Issues with Multilingual Content Extraction from Knowledge Base in GPT-4 API

Hi everyone!
I work for a company that has recently implemented the GPT-4 API to develop a customized chatbot for the connected home appliances sector. One of our goal is to use GPT-4 to provide users with personalized recipes based on the appliances they own, including specific program settings for these devices.

We have built a comprehensive knowledge base containing various recipes. However, we are encountering an unusual issue regarding the extraction of these recipes.

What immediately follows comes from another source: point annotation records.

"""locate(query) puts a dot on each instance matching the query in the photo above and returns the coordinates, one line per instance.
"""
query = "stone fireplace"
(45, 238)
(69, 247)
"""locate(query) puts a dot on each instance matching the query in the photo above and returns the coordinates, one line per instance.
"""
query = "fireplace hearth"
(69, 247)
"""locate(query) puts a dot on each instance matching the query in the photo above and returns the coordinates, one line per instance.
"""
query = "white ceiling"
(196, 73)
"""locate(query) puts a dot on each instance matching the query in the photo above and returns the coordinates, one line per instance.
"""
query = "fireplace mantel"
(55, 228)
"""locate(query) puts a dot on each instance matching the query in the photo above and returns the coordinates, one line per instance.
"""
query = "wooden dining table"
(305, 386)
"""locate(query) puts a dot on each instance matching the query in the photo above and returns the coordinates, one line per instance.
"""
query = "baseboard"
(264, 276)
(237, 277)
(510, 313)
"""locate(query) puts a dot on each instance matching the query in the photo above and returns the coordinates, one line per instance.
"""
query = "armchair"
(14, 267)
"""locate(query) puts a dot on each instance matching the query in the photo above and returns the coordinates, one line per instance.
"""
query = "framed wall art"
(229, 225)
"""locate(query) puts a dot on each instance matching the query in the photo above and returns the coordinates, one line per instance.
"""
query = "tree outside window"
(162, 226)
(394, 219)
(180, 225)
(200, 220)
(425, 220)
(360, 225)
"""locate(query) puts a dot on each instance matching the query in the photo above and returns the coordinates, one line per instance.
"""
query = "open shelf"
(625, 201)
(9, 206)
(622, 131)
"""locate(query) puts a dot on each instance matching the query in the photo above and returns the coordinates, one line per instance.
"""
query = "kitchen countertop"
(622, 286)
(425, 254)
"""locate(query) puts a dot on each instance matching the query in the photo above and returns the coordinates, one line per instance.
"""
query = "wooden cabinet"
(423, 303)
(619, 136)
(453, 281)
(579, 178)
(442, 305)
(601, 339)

When the model receives requests in Italian for specific foods, it fails to find the appropriate recipes, despite their presence in our knowledge base documents. Interestingly, if the same request is made in English, the model extracts the recipes correctly.

Here are some additional details that might be helpful:

  • The issue specifically occurs with Italian requests, while in English, the model functions as expected.
  • The missing recipes are indeed present in our knowledge base and are accessible to the model (both in english and italian)
  • We have verified and ensured that the Italian documents are correctly formatted and easily accessible to the model.
  • We even tried to force the translation in the prompt, asking the model to translate the user input in english, elaborate, than re-translate the answer to the user language

I don’t know what else to try

This might be a dumb idea, but why wouldn’t you just translate all documents into the same language like English?

It can still respond in the same language as the request was made in, but it might make responses a bit more consistent. Again, maybe it’s a bad idea but thought I’d ask.

Yep we tried, but it didn’t seems to improve performance.

Just to confirm, you are using assistants, correct?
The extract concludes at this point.